Longtemps, les grandes fortunes marocaines prospéraient dans une relative discrétion, loin des projecteurs internationaux. Cette époque semble révolue. En 2026, le Royaume confirme son changement de dimension économique en plaçant cinq groupes familiaux dans le classement Forbes Middle East des 100 entreprises familiales arabes les plus influentes. Une performance qui accompagne une autre réalité plus stratégique. Le Maroc est désormais le quatrième pays africain comptant le plus de milliardaires.
Derrière l’Afrique du Sud, l’Égypte et le Nigeria, le Royaume s’impose progressivement comme l’un des principaux centres de création et de concentration de richesses du continent. Une évolution qui traduit la montée en puissance de plusieurs dynasties entrepreneuriales capables de rivaliser avec les grands groupes familiaux du Golfe et du Moyen-Orient.
La locomotive de cette percée s’appelle Othman Benjelloun. À 93 ans, le président d’O Capital demeure l’homme le plus riche du Maroc avec une fortune estimée à 1,7 milliard de dollars. Son groupe, né de la fusion entre FinanceCom et Holding Benjelloun Mezian, occupe la 21e place du classement Forbes, loin devant les autres groupes marocains.

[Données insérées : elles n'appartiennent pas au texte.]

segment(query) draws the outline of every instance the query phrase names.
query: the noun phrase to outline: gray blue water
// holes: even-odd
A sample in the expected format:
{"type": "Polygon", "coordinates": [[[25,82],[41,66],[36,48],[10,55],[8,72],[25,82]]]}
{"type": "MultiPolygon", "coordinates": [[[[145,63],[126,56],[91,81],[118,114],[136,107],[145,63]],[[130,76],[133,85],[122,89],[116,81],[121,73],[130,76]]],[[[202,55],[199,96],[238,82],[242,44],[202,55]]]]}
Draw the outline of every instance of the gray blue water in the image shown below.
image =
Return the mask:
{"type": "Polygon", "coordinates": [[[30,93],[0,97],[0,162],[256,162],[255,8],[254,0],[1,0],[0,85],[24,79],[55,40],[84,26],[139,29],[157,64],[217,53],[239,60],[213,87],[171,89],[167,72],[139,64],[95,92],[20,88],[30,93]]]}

Derrière lui, Holmarcom confirme son ascension. Le groupe dirigé par Mohamed Hassan Bensalah se hisse à la 75e place du classement. Son récent accord pour reprendre le contrôle de BMCI auprès de BNP Paribas illustre une stratégie offensive visant à renforcer son poids dans la finance nationale tout en consolidant son ancrage en Afrique de l’Ouest. Présent au Sénégal, au Bénin et en Côte d’Ivoire, Holmarcom s’impose progressivement comme l’un des acteurs marocains les plus ambitieux sur le continent.
Le secteur immobilier n’est pas en reste. Addoha, piloté par Anas Sefrioui, occupe la 83e place. Avec une fortune estimée à 1,3 milliard de dollars, Sefrioui reste l’une des figures majeures du capitalisme marocain. Son groupe poursuit son expansion avec plus de 26 000 logements en cours de réalisation, dont une part croissante en Afrique subsaharienne.
Diana Holding, dirigé par Rita Maria Zniber, se classe 84e. Le géant agricole contrôle plus de 8 300 hectares de terres cultivées et emploie plusieurs milliers de personnes à travers un réseau de plus de trente filiales.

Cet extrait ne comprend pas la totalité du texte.